Ahead of dinner with Ursula von der Leyen, President of the EU Commission, Boris Johnson appears to be in a very jolly mood. Tonight, the pair will meet for a classic all expenses-paid, taxpayer-funded “nosebag” of the kind Boris used to specialise in mocking when he was the Telegraph’s Brussels correspondent.
At PMQs Johnson was bouncy when faced with detailed questions from the Labour leader about the tortuous progress of the Brexit talks.
The main obstacle, the Prime Minister confirmed, is on the question of the level playing field and governance of the deal.
As Robert Peston mapped out in a thread on Twitter today, the EU sticks to wanting the deal to say that if the EU introduces a new law or regulation on, say, environmental rules or workers rights, then the UK much match it, in effect, or risk a ruling imposing a punishment beating on trade and tariffs. This goes much further than seeking non-regression on minimum standards.
As Peston says, no UK government can agree to this. All those screaming that Boris should take any deal are missing this basic point.
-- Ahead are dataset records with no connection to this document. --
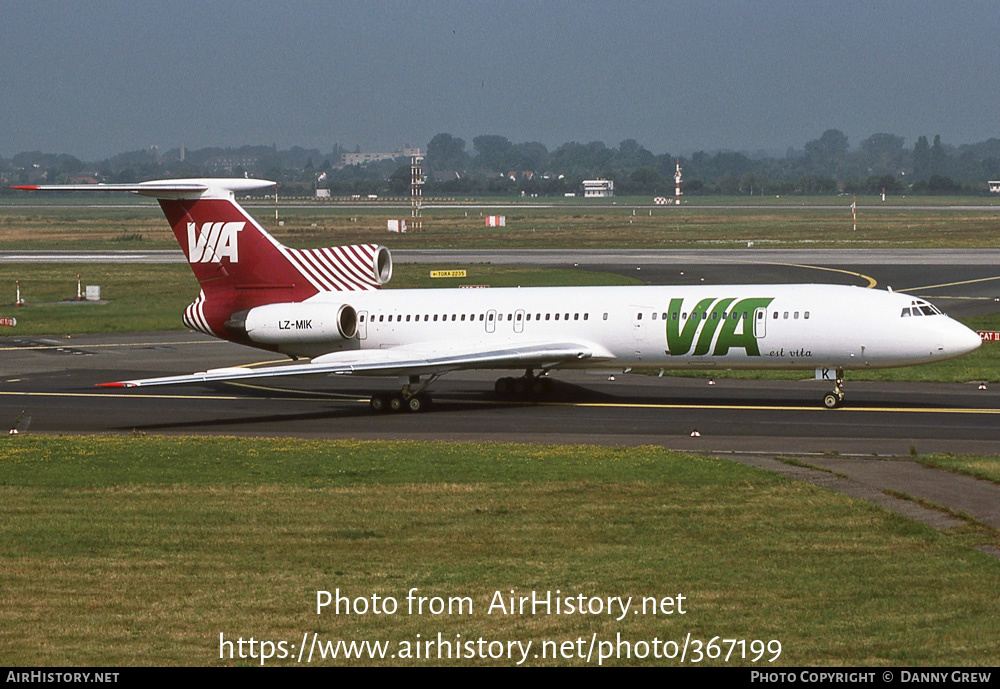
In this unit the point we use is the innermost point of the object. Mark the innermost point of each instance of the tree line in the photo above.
(494, 165)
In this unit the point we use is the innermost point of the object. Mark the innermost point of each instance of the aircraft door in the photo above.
(760, 323)
(638, 331)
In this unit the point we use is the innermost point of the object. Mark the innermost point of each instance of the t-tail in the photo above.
(238, 264)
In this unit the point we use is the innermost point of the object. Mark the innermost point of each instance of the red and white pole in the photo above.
(677, 184)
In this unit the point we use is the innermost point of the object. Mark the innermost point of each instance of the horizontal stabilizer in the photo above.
(207, 187)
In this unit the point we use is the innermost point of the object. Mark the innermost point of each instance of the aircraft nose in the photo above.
(961, 340)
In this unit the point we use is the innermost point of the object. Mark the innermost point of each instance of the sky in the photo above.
(105, 76)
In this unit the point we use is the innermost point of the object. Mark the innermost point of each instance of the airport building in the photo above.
(598, 188)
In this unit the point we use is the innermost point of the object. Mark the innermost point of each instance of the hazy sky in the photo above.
(100, 77)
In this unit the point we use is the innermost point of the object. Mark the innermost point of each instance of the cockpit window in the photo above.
(919, 307)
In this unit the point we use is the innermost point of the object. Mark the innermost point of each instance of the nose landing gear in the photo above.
(835, 398)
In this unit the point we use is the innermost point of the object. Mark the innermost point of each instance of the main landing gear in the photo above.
(835, 398)
(528, 385)
(410, 398)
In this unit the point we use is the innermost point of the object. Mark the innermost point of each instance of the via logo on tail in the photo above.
(216, 240)
(707, 316)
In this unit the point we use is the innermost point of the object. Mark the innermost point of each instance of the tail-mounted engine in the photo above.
(296, 323)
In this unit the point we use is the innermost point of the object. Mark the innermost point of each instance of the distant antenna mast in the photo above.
(416, 191)
(677, 184)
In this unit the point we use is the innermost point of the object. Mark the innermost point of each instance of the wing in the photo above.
(408, 360)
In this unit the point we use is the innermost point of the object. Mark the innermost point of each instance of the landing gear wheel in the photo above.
(418, 403)
(379, 403)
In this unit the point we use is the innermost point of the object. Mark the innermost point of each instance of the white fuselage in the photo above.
(727, 326)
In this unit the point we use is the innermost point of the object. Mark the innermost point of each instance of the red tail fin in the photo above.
(240, 266)
(237, 263)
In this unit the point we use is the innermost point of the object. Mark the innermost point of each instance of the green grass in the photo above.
(986, 468)
(141, 551)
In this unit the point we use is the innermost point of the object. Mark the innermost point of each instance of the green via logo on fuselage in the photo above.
(708, 316)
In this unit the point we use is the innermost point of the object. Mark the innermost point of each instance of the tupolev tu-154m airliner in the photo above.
(325, 305)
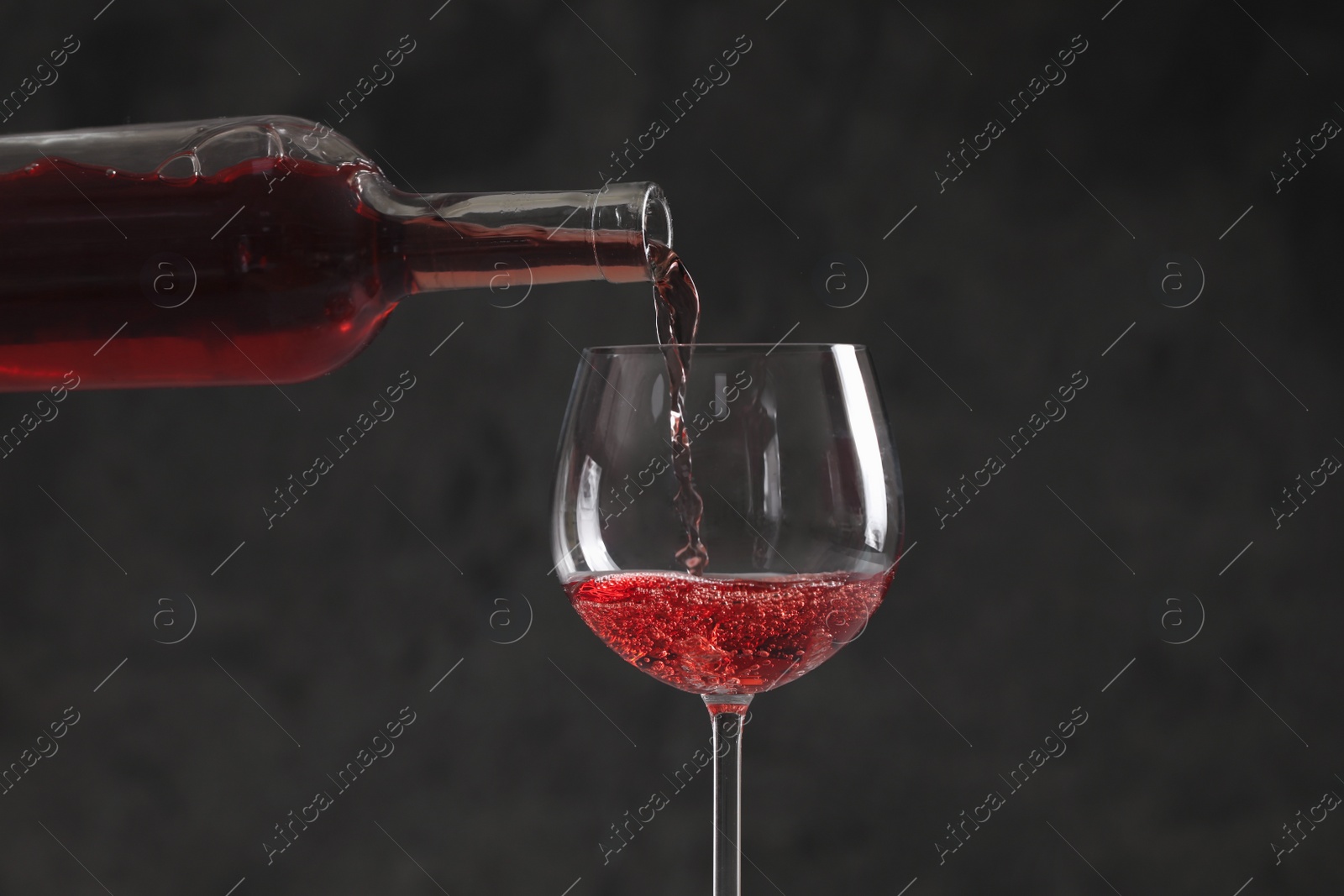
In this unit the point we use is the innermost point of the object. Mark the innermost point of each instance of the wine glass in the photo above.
(801, 523)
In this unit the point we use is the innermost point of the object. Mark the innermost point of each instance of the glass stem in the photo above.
(727, 715)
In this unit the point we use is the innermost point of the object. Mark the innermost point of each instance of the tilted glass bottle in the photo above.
(260, 250)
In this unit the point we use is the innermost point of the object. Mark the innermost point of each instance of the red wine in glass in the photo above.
(736, 636)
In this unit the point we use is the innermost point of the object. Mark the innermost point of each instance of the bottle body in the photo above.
(255, 251)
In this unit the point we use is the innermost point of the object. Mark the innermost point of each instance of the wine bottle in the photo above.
(261, 250)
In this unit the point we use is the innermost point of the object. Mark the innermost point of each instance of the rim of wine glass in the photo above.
(743, 347)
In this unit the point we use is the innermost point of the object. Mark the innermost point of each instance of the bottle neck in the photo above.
(474, 241)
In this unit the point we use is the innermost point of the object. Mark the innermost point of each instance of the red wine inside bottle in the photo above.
(272, 270)
(711, 634)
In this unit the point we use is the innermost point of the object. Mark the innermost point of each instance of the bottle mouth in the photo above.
(658, 217)
(631, 223)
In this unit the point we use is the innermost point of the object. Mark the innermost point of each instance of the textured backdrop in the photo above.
(1142, 174)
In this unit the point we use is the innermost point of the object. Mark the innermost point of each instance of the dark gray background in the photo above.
(1005, 621)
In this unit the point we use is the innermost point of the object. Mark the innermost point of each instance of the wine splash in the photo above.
(679, 312)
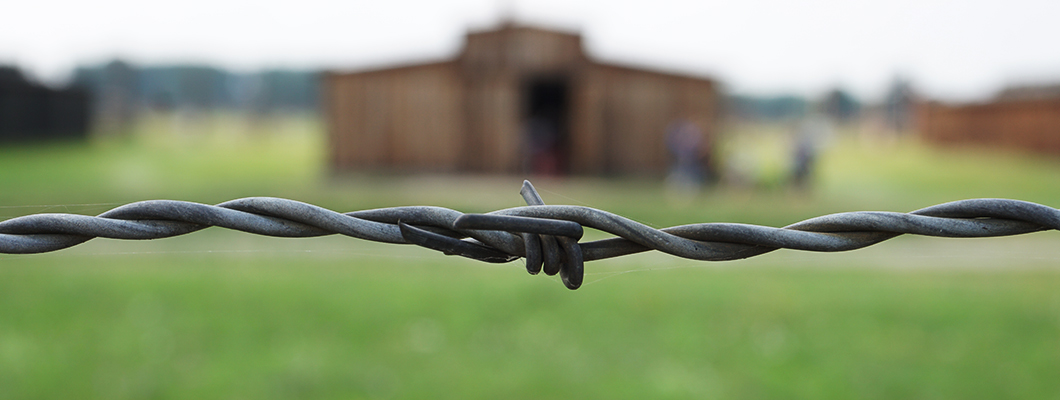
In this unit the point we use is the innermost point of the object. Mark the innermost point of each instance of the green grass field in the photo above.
(227, 315)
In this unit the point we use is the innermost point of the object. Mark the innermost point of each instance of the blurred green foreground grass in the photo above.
(223, 314)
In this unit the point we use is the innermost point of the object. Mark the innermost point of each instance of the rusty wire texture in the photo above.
(547, 237)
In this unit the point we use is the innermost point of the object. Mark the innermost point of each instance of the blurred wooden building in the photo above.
(1025, 118)
(516, 99)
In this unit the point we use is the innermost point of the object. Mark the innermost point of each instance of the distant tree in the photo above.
(841, 105)
(900, 102)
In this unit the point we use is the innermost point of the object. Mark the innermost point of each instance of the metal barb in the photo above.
(547, 237)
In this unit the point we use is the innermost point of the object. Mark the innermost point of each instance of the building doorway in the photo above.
(546, 126)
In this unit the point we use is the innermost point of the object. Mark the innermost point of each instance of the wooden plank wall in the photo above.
(624, 112)
(1027, 124)
(406, 118)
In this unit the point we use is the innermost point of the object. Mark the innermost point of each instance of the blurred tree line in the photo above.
(121, 90)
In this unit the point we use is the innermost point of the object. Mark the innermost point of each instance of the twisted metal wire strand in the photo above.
(545, 236)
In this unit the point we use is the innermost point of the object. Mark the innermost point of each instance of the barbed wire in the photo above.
(547, 237)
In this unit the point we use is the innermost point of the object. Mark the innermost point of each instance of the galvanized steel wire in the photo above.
(547, 237)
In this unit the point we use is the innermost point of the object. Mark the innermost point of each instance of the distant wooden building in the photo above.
(1019, 118)
(515, 99)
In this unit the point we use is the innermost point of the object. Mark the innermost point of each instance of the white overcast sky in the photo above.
(949, 49)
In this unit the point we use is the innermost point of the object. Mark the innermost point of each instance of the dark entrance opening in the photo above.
(545, 126)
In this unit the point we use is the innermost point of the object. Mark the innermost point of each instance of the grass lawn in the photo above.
(223, 314)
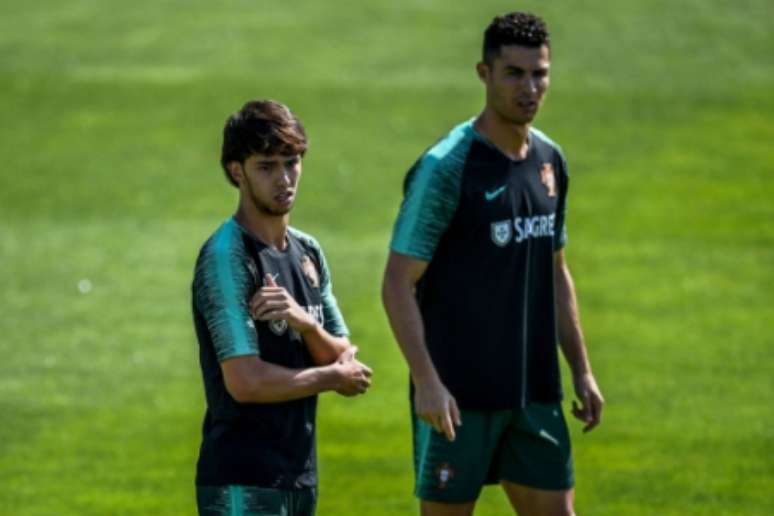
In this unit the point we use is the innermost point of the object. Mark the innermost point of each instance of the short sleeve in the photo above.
(221, 288)
(560, 234)
(334, 320)
(431, 197)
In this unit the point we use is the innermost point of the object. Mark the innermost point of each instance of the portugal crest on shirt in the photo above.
(548, 179)
(310, 271)
(501, 232)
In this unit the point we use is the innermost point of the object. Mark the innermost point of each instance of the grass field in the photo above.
(111, 119)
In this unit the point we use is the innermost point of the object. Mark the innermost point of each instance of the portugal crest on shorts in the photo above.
(501, 232)
(444, 473)
(548, 178)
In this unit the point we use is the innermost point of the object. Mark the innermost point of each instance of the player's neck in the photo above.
(272, 230)
(512, 139)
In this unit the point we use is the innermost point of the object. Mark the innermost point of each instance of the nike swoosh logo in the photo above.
(546, 435)
(490, 196)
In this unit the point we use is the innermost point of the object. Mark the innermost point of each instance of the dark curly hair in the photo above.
(515, 28)
(261, 127)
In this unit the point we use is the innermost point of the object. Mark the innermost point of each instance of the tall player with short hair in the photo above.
(478, 294)
(271, 336)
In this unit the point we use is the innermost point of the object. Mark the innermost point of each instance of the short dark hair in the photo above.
(261, 127)
(515, 28)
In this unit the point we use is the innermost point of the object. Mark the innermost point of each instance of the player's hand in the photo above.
(591, 401)
(353, 376)
(272, 302)
(435, 405)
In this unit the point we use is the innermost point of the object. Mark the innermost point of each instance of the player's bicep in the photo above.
(404, 269)
(240, 374)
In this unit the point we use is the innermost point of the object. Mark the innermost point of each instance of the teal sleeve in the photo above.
(334, 320)
(560, 235)
(222, 286)
(431, 197)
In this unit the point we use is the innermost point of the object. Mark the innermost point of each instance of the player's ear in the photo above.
(236, 171)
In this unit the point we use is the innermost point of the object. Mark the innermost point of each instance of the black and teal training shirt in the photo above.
(489, 227)
(271, 444)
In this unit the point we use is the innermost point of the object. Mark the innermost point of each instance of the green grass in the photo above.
(111, 127)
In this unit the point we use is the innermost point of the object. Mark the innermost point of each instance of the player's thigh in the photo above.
(446, 509)
(535, 450)
(259, 501)
(454, 472)
(530, 501)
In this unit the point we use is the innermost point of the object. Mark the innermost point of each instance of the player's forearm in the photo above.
(263, 382)
(323, 347)
(568, 322)
(407, 326)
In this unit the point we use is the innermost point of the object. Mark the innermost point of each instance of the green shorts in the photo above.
(529, 446)
(255, 501)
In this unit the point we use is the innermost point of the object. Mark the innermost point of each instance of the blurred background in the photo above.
(111, 125)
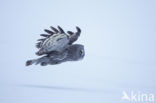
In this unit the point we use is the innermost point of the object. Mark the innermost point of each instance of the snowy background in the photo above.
(120, 43)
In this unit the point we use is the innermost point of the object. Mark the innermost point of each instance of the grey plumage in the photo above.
(57, 47)
(58, 40)
(72, 53)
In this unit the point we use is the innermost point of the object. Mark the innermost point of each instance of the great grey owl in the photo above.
(74, 52)
(57, 40)
(58, 47)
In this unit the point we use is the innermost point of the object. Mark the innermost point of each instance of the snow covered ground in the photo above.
(119, 39)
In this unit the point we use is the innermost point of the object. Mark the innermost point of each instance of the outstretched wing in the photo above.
(46, 36)
(56, 40)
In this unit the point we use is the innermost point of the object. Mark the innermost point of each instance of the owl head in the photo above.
(75, 52)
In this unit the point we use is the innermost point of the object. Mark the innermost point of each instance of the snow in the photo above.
(119, 39)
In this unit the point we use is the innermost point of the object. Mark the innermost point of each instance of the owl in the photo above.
(57, 47)
(74, 52)
(56, 40)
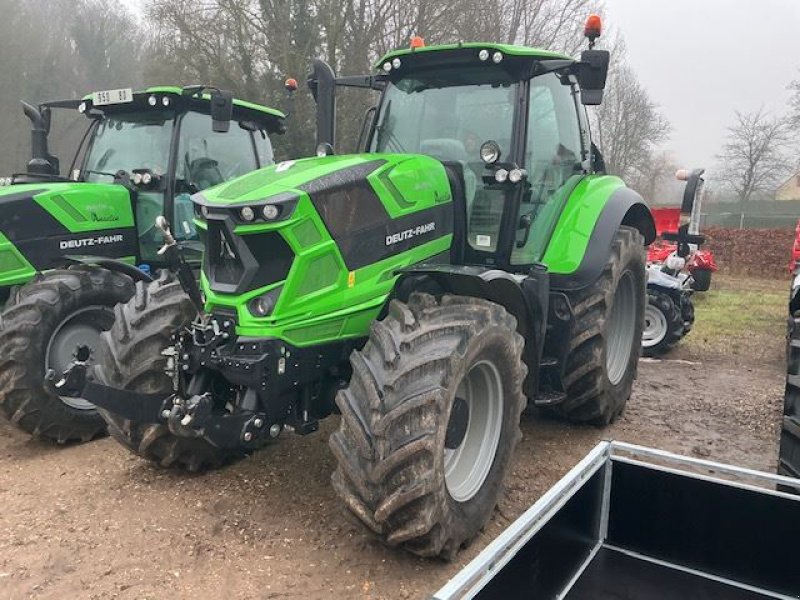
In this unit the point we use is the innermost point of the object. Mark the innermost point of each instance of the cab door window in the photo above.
(553, 159)
(207, 158)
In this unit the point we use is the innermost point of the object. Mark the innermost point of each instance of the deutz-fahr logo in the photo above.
(99, 240)
(408, 234)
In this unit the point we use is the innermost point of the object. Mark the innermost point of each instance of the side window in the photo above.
(553, 155)
(266, 154)
(206, 158)
(554, 149)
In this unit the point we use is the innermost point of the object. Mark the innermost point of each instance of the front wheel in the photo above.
(604, 350)
(429, 422)
(664, 323)
(134, 360)
(48, 323)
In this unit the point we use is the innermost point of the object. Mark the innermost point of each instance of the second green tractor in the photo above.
(473, 259)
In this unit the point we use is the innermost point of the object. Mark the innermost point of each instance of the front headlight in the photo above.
(675, 262)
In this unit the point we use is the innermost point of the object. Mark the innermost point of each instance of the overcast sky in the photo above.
(703, 59)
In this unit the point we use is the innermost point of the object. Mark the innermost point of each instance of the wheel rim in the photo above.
(621, 329)
(655, 326)
(474, 427)
(81, 328)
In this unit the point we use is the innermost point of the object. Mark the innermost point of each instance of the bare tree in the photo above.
(627, 127)
(754, 159)
(655, 178)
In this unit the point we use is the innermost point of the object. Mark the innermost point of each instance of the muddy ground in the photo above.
(93, 521)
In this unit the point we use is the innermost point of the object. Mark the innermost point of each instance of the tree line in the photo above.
(67, 48)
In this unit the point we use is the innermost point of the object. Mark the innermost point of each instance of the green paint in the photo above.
(321, 300)
(491, 47)
(14, 269)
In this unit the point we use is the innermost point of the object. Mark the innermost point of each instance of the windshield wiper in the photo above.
(106, 173)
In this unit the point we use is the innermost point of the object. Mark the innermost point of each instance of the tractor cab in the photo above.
(509, 124)
(163, 144)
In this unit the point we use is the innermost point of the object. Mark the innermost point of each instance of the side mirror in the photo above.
(592, 73)
(221, 110)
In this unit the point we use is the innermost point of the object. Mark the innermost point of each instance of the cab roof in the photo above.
(270, 118)
(455, 51)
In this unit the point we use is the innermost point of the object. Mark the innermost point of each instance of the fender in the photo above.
(624, 207)
(111, 264)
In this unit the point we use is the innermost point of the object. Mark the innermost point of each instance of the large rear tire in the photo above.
(429, 422)
(41, 328)
(133, 360)
(605, 345)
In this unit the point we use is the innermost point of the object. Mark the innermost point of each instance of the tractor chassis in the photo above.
(273, 378)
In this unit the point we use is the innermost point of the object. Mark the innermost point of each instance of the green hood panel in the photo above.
(355, 222)
(40, 223)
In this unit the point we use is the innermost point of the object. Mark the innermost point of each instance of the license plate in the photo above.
(106, 97)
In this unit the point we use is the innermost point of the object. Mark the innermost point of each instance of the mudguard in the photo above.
(624, 207)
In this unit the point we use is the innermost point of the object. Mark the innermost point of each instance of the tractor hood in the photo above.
(385, 173)
(40, 223)
(307, 239)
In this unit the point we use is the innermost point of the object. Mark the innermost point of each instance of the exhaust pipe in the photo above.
(322, 84)
(41, 163)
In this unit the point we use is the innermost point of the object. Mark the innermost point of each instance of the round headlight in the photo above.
(270, 211)
(490, 152)
(262, 306)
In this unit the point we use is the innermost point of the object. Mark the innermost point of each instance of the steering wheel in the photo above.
(204, 173)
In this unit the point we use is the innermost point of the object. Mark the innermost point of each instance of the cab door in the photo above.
(555, 157)
(205, 158)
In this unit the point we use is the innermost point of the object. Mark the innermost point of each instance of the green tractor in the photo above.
(71, 247)
(473, 260)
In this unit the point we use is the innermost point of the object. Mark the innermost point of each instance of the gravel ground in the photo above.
(93, 521)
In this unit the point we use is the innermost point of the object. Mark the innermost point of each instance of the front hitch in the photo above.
(192, 417)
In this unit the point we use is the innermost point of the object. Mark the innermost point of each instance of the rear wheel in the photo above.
(663, 323)
(604, 348)
(133, 360)
(42, 328)
(429, 422)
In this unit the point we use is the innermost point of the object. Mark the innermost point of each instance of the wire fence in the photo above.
(749, 220)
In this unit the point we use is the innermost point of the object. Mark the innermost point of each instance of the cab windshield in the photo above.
(127, 142)
(448, 114)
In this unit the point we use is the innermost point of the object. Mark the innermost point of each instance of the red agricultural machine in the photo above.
(700, 263)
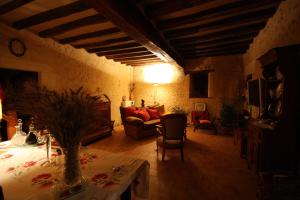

So, why is Johnson so jolly? There are three feasible explanations:
1 – It’s all theatre. The EU is about to concede on this key point in return for a British compromise on fish (a five year rolling negotiation, or something). A deal is almost there and it can be all but secured over dessert and pudding wine tonight with Ursula in Brussels. Hurrah!
2 – Boris is deluded. The EU is not going to move. His jollity is unfounded. Both sides have miscalculated horribly as happens quite a bit in European history. That’ll wipe the smile off his face. Classic smash straight ahead. Cripes!
3 – Johnson knows that a deal is now unlikely but this – going the extra mile, attending this dinner – enables him to emerge from dinner looking saddened and blaming the French, not for the food tonight, that will be Belgian and presumably delicious. But for a sticking point that is easily sold to Brits (barring fundamentalist Remainers) as impossible to sign up to. Get ready for no deal.
We’re about to find out whether it’s one, two or three.